Francis Heaulme, le « routard du crime »  sera t-il renvoyé aux assises pour le meurtre de deux garçonnets, Cyril Beining et Alexandre Beckrich, commis à Montigny-lès-Metz le 28 septembre 1986 ? En attendant la prochaine décision de l'institution judiciaire,voici pour mon lectorat un extrait de mon prochain livre (en préparation).

 

« Dils, on peut en penser ce que l’on veut. Je constate simplement que ce garçon a été condamné par deux cours d’assises avant d’être innocenté. » (1)

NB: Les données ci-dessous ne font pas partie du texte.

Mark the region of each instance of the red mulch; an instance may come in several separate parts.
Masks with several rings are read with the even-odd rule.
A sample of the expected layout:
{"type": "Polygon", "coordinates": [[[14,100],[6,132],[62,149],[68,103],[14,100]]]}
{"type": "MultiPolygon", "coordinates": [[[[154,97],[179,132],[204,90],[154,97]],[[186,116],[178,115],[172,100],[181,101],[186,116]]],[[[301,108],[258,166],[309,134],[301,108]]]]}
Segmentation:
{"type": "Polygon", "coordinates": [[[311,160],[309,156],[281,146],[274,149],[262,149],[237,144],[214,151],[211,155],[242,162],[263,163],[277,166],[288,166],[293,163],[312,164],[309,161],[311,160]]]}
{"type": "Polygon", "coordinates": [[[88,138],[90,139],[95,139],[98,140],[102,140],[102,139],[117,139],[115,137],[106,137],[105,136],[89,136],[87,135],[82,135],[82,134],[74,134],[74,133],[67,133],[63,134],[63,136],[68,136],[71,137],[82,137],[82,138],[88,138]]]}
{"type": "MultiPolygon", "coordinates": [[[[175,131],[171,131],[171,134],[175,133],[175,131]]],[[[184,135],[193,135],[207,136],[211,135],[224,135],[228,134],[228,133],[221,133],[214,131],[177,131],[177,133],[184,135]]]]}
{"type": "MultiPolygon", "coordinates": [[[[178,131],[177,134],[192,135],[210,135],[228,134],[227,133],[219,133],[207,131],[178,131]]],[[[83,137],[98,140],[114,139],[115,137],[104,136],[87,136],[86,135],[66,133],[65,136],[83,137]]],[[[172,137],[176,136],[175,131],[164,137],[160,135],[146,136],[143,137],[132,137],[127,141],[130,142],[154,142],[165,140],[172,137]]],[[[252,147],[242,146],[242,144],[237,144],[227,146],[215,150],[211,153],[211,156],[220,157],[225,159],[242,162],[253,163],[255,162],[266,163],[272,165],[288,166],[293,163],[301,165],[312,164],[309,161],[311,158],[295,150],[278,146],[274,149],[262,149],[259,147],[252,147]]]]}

C’est avec ces quelques mots que Gilbert Thiel, juge à la section antiterroriste de Paris, a résumé l’affaire Patrick Dils. C’est entendu, la vérité judiciaire de ce dossier a été très évolutive : l’apprenti cuisinier a été condamné par deux fois par deux jurys populaires – à Metz le 27 janvier 1989 et à Reims le 29 juin 2001, au terme de son procès en révision – avant d’être acquitté en appel le 24 avril 2002 par la cour d’assises du Rhône du meurtre des petits Cyril Beining et Alexandre Beckrich commis à Montigny-lès-Metz le 28 septembre 1986 en fin d’après-midi.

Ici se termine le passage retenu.